Wallenbergs change direction

It is not difficult to annoy Jacob Wallenberg.

Simply insinuate that Investor, the family holding company he chairs, is more interested in maintaining its own power than generating returns for its shareholders and the full force of five generations of Wallenberg heritage expresses itself in an unblinking and penetrating blue-eyed stare.

“Some say that Investor is a way for the Wallenberg family to collect companies,” he says icily. “That is not the case.”

But like it or not, the question of returns goes to the core of a growing debate about changes to the investment strategy of Sweden’s most powerful industrial dynasty, whose interests include stakes in the country’s biggest and most internationalised blue chips.

This discussion has been fuelled by an active 12 months during which Investor either sold, delisted, restructured or re-capitalised some of its holdings and fought off a hostile bid by MAN, the German truck maker, for Swedish rival Scania.

The impression created by this intense activity is that Investor is moving away from being a passive holding company of Swedish blue chips and becoming more actively engaged in managing its portfolio.

This impression has been enhanced with the arrival at the end of 2005 of Börje Ekholm as its chief executive, armed with a track record of running private equity investments and venture capital for Investor in New York.

It is not something Mr Ekholm disavows. “We are increasing our activity level by making sure each company has a clear value creation plan in place,” he says.

Mr Wallenberg insists these changes are not new but started in 1994 with the creation of EQT, Investor’s private equity arm, and that last year’s activity forms part of a longer-term plan.

But the fact remains that Investor is midway through a fundamental shift in the structure of its investment portfolio, primarily through an increase in its private equity and venture capital investments in mainly unlisted companies. Mr Ekholm says he is aiming for these investments to double to up to 25 per cent of Investor’s total assets within three to five years, up from just 4 per cent in 1999 and about 13 per cent now.

The combination of an active 12 months, Mr Ekholm’s hands-on style and the proposed increase in its exposure to higher-risk, better-performing investments, has triggered a shift in investors’ attitude towards Investor.

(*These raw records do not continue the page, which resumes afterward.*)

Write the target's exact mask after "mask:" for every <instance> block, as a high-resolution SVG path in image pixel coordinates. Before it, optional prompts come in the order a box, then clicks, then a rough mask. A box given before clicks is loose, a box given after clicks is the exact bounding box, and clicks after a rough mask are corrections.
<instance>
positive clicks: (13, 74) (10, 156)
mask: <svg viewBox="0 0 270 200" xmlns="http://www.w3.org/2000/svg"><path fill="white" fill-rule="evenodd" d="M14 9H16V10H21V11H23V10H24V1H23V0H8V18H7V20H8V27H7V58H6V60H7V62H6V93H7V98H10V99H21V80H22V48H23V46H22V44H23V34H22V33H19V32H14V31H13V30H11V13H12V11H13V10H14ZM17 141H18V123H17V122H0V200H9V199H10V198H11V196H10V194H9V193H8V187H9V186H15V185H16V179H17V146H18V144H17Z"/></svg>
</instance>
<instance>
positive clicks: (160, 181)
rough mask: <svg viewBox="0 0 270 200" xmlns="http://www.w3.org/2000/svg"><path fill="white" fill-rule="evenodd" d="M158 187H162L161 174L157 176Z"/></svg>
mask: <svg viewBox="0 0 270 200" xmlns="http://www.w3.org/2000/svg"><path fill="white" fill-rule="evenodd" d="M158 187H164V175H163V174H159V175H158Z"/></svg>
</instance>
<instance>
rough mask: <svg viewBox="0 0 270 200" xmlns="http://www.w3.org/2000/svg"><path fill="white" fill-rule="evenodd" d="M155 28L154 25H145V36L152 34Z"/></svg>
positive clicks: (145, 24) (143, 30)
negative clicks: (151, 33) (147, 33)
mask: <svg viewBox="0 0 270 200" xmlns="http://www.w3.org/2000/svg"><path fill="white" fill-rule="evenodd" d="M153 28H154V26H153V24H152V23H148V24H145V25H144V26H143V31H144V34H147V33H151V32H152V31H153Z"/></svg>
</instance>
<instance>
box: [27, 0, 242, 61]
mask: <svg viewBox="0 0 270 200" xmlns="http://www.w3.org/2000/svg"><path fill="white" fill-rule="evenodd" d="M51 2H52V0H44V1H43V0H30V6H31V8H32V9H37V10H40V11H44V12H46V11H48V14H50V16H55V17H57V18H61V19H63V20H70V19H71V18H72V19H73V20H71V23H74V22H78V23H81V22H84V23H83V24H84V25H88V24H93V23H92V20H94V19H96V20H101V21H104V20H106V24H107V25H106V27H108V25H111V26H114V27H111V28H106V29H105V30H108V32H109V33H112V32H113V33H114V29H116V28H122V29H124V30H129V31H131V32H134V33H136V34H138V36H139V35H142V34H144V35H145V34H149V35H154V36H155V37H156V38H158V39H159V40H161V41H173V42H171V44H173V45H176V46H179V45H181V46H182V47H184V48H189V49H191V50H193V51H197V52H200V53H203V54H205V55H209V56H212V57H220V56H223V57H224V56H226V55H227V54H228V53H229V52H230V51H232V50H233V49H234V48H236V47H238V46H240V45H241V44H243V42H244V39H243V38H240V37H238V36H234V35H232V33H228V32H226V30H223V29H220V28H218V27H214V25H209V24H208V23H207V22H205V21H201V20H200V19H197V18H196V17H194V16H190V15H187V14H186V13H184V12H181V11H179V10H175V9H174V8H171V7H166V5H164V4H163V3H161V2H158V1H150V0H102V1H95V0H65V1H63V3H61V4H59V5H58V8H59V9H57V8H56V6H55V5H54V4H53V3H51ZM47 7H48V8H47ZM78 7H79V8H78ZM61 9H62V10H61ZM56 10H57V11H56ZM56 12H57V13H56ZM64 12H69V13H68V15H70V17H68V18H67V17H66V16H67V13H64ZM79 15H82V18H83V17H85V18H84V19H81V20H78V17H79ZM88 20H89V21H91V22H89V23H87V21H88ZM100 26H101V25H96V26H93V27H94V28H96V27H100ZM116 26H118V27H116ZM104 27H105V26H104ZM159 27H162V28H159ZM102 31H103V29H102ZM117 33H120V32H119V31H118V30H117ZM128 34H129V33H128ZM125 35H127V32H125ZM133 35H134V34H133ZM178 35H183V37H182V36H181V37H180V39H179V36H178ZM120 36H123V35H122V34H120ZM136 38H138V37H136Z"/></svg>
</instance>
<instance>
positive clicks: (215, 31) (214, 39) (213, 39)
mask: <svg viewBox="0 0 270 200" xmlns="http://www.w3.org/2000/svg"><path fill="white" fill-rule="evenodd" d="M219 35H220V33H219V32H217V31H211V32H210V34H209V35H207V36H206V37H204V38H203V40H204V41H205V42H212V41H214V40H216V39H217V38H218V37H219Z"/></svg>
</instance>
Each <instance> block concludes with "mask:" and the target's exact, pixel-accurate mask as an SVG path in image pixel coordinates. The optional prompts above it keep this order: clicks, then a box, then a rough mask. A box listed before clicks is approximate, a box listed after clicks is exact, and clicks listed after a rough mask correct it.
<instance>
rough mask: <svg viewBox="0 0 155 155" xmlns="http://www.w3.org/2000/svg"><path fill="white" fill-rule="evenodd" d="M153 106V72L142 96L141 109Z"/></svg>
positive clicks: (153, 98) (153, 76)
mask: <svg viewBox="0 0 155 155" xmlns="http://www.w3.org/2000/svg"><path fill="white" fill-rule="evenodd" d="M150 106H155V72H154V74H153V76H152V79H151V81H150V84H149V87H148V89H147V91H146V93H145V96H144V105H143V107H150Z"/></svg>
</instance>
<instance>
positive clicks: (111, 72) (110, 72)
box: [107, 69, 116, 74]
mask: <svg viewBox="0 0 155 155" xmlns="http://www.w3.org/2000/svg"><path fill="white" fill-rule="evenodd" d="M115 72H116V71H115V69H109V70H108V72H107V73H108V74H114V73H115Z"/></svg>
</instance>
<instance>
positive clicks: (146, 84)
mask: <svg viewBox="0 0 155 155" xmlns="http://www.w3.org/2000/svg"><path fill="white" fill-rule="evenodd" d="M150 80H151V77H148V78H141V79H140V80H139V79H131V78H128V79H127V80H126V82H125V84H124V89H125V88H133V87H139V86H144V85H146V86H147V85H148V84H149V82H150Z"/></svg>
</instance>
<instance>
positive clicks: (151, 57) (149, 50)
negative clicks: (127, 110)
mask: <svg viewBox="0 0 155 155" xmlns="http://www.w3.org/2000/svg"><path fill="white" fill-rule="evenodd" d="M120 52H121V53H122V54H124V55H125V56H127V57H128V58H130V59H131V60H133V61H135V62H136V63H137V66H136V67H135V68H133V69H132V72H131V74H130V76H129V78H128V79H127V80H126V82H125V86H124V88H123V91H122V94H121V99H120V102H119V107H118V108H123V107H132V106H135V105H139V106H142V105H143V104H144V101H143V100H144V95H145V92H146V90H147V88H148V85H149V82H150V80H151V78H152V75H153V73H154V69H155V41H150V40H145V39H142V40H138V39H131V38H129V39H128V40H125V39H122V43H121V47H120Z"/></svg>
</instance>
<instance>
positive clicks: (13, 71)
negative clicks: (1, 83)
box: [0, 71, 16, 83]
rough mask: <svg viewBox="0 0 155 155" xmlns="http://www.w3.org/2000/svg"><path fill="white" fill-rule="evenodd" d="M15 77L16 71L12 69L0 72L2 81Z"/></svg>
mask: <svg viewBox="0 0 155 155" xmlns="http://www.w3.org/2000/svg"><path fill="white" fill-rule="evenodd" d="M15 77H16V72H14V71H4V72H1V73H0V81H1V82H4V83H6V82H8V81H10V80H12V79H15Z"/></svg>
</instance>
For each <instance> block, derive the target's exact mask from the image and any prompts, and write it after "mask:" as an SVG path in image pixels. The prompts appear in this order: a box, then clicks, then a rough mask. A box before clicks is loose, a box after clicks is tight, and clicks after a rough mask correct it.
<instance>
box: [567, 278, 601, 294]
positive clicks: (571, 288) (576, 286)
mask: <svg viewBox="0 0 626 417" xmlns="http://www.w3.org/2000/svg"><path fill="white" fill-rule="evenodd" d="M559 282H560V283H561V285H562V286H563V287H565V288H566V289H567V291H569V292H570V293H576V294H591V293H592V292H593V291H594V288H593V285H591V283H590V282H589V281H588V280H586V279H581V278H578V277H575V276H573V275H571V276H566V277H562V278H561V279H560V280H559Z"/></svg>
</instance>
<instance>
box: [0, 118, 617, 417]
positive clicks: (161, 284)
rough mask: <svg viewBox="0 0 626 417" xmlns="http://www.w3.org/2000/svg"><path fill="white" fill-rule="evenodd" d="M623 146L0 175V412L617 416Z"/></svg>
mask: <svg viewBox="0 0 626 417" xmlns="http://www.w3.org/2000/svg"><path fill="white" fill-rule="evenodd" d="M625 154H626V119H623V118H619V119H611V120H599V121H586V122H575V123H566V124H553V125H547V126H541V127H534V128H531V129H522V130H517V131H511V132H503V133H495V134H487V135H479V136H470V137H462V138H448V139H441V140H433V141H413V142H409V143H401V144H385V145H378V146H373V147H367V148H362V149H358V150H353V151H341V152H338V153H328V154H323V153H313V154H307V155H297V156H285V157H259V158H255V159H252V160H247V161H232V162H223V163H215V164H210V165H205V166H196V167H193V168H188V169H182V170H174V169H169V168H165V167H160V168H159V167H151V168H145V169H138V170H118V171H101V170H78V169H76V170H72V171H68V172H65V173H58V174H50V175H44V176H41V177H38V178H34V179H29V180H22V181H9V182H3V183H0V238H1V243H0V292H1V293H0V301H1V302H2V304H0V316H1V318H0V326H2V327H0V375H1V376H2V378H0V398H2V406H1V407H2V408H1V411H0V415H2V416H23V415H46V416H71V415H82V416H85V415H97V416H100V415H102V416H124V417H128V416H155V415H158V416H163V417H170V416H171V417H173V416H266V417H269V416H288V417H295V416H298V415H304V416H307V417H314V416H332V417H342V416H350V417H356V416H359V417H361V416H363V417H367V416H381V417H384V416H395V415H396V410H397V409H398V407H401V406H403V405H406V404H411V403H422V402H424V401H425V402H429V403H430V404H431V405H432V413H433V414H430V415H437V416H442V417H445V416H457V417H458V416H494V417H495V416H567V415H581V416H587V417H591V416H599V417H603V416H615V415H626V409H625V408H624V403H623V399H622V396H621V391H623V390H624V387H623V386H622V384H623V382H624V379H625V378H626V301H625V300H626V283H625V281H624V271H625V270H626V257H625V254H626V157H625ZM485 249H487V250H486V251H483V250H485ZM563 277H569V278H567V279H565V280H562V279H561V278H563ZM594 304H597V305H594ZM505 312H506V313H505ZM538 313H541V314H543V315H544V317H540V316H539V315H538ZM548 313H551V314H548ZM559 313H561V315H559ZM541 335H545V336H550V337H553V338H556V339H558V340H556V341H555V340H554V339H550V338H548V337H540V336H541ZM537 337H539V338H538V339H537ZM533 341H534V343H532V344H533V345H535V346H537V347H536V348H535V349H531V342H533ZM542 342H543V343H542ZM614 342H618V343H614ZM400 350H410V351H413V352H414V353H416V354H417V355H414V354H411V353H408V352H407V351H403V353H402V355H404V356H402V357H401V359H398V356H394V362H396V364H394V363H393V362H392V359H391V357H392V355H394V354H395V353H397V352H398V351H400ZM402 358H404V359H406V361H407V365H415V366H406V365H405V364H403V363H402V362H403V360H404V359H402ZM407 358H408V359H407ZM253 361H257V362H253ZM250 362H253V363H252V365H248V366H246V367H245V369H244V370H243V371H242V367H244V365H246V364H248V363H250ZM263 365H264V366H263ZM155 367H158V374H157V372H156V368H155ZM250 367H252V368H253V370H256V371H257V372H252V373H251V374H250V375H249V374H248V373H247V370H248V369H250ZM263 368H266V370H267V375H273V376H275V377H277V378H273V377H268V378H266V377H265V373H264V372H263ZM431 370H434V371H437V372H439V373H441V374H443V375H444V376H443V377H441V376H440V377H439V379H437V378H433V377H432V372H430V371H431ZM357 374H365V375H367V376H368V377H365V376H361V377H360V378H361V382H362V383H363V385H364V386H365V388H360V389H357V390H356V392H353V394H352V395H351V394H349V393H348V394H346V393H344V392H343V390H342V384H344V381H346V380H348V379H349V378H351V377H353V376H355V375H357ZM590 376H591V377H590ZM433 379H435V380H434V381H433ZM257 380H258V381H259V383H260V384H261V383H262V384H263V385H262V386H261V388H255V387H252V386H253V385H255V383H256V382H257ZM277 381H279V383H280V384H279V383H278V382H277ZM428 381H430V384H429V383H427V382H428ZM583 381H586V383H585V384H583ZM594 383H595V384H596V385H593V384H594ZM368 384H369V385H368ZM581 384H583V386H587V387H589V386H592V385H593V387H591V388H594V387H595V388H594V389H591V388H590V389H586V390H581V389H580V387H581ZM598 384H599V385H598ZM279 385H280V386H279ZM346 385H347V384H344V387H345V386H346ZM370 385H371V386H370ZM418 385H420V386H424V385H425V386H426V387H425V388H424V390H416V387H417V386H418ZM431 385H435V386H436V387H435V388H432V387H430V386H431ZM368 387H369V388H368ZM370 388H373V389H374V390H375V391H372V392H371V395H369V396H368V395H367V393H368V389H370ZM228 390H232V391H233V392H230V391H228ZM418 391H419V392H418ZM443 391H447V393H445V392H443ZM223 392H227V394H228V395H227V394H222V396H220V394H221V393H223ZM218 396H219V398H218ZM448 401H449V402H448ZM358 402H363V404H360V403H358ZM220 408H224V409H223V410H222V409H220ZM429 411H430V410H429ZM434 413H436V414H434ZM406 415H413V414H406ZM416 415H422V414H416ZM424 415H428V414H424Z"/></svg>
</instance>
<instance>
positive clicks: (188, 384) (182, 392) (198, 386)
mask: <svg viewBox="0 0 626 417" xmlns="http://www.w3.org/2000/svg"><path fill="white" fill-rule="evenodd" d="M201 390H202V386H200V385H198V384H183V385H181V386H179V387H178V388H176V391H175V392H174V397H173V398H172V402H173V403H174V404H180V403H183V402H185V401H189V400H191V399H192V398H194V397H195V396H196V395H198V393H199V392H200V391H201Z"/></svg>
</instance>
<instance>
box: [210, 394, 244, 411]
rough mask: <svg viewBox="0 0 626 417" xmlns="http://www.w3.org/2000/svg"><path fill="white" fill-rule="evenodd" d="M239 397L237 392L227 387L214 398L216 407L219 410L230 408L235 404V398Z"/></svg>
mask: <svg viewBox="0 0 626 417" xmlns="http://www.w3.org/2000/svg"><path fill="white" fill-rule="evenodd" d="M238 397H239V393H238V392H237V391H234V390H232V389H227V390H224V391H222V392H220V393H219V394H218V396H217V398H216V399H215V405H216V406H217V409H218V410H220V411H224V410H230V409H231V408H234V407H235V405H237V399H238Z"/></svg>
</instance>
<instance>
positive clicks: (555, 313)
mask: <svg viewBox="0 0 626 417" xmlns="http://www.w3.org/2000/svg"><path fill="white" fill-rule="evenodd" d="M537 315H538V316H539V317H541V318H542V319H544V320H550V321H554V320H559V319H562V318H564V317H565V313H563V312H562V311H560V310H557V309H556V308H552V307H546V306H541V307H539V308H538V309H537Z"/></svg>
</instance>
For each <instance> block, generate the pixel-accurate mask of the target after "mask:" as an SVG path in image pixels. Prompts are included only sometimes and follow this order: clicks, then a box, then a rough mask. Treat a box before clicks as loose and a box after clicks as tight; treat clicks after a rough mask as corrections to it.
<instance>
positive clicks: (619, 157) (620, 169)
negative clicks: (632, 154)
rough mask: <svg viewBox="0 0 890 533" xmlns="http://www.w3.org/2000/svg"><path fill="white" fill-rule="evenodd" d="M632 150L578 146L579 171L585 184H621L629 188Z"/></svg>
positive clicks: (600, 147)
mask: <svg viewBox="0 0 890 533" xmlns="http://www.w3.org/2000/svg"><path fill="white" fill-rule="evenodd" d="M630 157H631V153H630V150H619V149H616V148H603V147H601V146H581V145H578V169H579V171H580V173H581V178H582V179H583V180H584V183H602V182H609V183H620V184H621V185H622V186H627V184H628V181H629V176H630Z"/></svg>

The number of foreign investors on its shareholder register, for example, has increased from 20 per cent to 27 per cent last year.

Furthermore, the Investor “discount” – the degree to which Investor’s market value trades at a discount to the combined market value of its holdings – is narrowing. It fell to less than 20 per cent at the end of last year, having peaked at 40 per cent in 2002.

In the past, institutional investors were wary of Investor because it held minority stakes in its blue-chip companies but controlled a much bigger share of the voting rights through special shares. It was feared the Wallenberg family could use its voting shares to protect its own interests.

However, its growing use of private equity and venture capital investments has now created what Mr Wallenberg calls a stronger reason to buy Investor shares. He says Investor has also narrowed the gap between its share of the capital and its share of the votes in most of its core holdings.

With this shift in its investment strategy under way, Mr Ekholm admits the company is actively looking for new investments and that these are likely to be in unlisted companies.

Investor is more actively managing its core investments and will, over the next five years, more than double its exposure to better performing investments.

Armed with this strategy, Mr Wallenberg offers a pugnacious defence against the company’s critics. “If you like it, there it is. If you don’t, you have plenty of other alternatives,” he says.